アルバイトリンド
一月二十日:作

■ 2

「え? 土林君、今なんて言った? え? 目と? 何?」
「いや、驚愕、つまり驚きです。」


「リンちゃん?!」
「え?! …あ、あぁ…」
「また考えてた? 八木先生のこと。」
「あ…あ、うん。」
こっちがミミに不意を突かれてしまった。

「私ね、知ってるんだ…」
ミミはすっかり薄くなったコーラをチューチュー飲んだ。
「え、何…」
「八木先生の…秘密って言うのかな?」
「秘密?」
「うん…まぁ偶然見たんだけどね。」
「何を?」
なんとなく妖しい香りがした。
「ねぇ、何をだよ、ミミ。」
「うん、八木先生、男を買ってると思う。」
「え?!」
信じられない。あの学問一筋…とまでは行かなくても、常識と上品と貞淑の塊みたいな八木先生が?
男…買ってる? って。
「でもあれは八木先生だよ、間違いない。」
「いったいいつ? どこで見たんだよ?」
「○○…それも夜よ。」
○○とは、この街の繁華街だ。
この一帯は夜になると飲み屋やホテルのネオンで一遍に妖しくなる。ナンパも多いし、暴走族も走り回る。
それを追って警察がうろうろする。そんな所にあの八木先生がいること自体信じられない。
しかしミミはなぜそんな時間そこにいたんだ?
「なぁ、ミミは何しに行ったんだ?」
「ん? あぁ、高校の時の先輩に会いにね。ちょっとした相談聞きに行ったの。」
「ミミが相談に?」
「ううん、先輩がね、ちょっと男のことでさ。」
「へぇ、後輩のミミが相談にね。」
「かなり年上の男性に恋したんだってさ。
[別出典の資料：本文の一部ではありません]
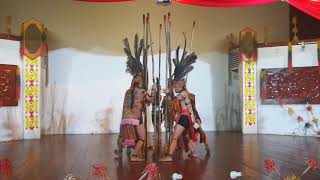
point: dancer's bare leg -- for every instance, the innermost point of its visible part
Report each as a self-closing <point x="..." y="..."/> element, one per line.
<point x="120" y="147"/>
<point x="139" y="145"/>
<point x="176" y="134"/>
<point x="192" y="148"/>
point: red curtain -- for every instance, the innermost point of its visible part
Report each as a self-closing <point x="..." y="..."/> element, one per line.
<point x="225" y="3"/>
<point x="104" y="0"/>
<point x="311" y="7"/>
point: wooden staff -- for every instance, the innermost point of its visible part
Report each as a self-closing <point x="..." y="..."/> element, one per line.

それも不倫みたいよ。」
「へぇー、それは辛いな。」
「でもその先輩、なんか相手の気持が分からなくて不安みたいね。」
「ふーん。」
「あ、逸れちゃったね。」
「あぁ、そうだよ、で、なんで八木先生が男を買ってるなんて分かるんだい?」
八木先生の身体の至る所が数字になって駆け巡った。

「簡単なこと。ナンパしてたんだもん。」
「ナンパ? …って先生がしたの? されてたの?」
「意外な方。」
「意外って…え? 先生が?」
「うん、あれは絶対そう。」
「え? どんな具合に?」
「うん、見事に至近距離で見ちゃったの。先輩とね、飲みに行ったパブから出た時ね、向かいの店の前でさ、若い男が何人か話してたの。私たちとその子らとの間にフッと人が止まったの。それがね…」
「せ、んせい?」
「うん。びっくりした。」
「何か聞いた?」
「うん、あんまりびっくりしたから思わずちょっと逃げた。で、振り向いたら、先生とその子らがこっち向いて歩いて来てたの。」
「で?」
「ちょっと後ろ向いてやり過ごして、先輩とさ、後つけてみたの。」
「うん。」
「そしたらね、入ったの。」
「どこに?」
「ラブホよ。」
「え? 数人で?」
「うん。数人だからさ、あれ、絶対買ったって思ったのよ。」
「買われたんじゃなく?」
「あんたさ、ま、見てないから仕方ないけど、あの子らどう見てもお金持ってないよ。どっちがお金持ちかくらいあの場にいたらリンちゃんだって分かるよ。」